- P. 6504 Location within Uttarakhand

Highest point
- Elevation: 6,504 m (21,339 ft)
- Coordinates: 30°49′41″N 79°09′29″E﻿ / ﻿30.82806°N 79.15806°E

Geography
- Location: Uttarakhand, India
- Parent range: Garhwal Himalaya

Climbing
- First ascent: Rajiv Gandhi Memorial Athanium Club from Madras climbed it in June 1994.

= P. 6504 =

Mountain in Uttarakhand, India

P. 6504 is a mountain of the Garhwal Himalaya in Uttarakhand, India. It is also known as Satopanth West. It is situated in the Gangotri National Park. The elevation of P. 6504 is 6504 m. It is joint 88th highest located entirely within the Uttrakhand. Nanda Devi, is the highest mountain in this category. It lies 3 km SSE of Bhagirathi Parbat I 6856 m. Satopanth 7075 m lies 5.8 km ENE and it is 6.7 km WNW of Swachhand 6721 m. It lies 8.1 km ENE of Kedarnath Dome 6831 m.

==Climbing History==
A 23-member team from Madras including 15 climbers of the Rajiv Gandhi Memorial Athanium Club, was led by R. Gopi and K. Pradip. Climbed this virgin peak in three batches in the middle of June 1994. They have named the peak Rajiv.
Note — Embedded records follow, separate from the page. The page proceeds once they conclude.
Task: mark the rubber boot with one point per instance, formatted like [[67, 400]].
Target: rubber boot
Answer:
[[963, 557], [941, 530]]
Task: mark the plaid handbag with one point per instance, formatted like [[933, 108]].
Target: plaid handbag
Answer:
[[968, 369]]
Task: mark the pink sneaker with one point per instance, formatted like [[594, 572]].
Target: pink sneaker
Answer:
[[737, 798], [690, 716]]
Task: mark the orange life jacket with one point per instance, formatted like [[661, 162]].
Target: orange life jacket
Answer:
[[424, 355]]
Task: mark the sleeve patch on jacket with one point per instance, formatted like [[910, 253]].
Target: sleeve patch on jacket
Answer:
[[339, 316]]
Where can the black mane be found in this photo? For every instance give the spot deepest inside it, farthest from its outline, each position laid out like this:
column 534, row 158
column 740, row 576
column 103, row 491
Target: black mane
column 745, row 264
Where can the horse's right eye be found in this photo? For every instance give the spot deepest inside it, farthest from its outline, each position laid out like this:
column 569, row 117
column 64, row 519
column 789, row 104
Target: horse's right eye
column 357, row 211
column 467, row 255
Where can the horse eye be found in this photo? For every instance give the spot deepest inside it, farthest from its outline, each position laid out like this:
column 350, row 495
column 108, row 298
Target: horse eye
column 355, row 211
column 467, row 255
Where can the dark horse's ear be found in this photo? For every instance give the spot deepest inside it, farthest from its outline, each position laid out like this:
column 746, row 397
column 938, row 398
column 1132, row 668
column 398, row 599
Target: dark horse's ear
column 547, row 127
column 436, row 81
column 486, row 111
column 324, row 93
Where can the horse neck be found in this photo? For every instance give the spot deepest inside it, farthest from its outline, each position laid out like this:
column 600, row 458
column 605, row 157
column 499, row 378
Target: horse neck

In 1985 an Alpine Climbing Group team comprising Andrew Perkins, Jerry Hadwin, Neil McAdie, Andy Scrase attempted the first ascent of P 6504, which is the western summit of Satopanth give up the expedition because of bad weather.

==Neighboring peaks==
Neighboring peaks of P. 6504:
- Swachhand: 6721 m
- Satopanth: 7075 m
- Chandra Parbat I: 6739 m
- Bhagirathi Parbat I: 6856 m
- Vasuki Parbat: 6792 m
- Bhagirathi Parbat III: 6454 m
- Mana Parbat II: 6771 m
- Kalindi Peak: 6102 m
- Pilapani Parbat: 6796 m

==Glaciers and rivers==
Gangotri Glacier on the western side, from the snout of Gangotri glacier which is called Gomukh emerges the Bhagirathi River, the main tributaries of the river Ganga that later joins Alaknanda River the other main tributaries of the river Ganga at Devprayag and became Ganga there after.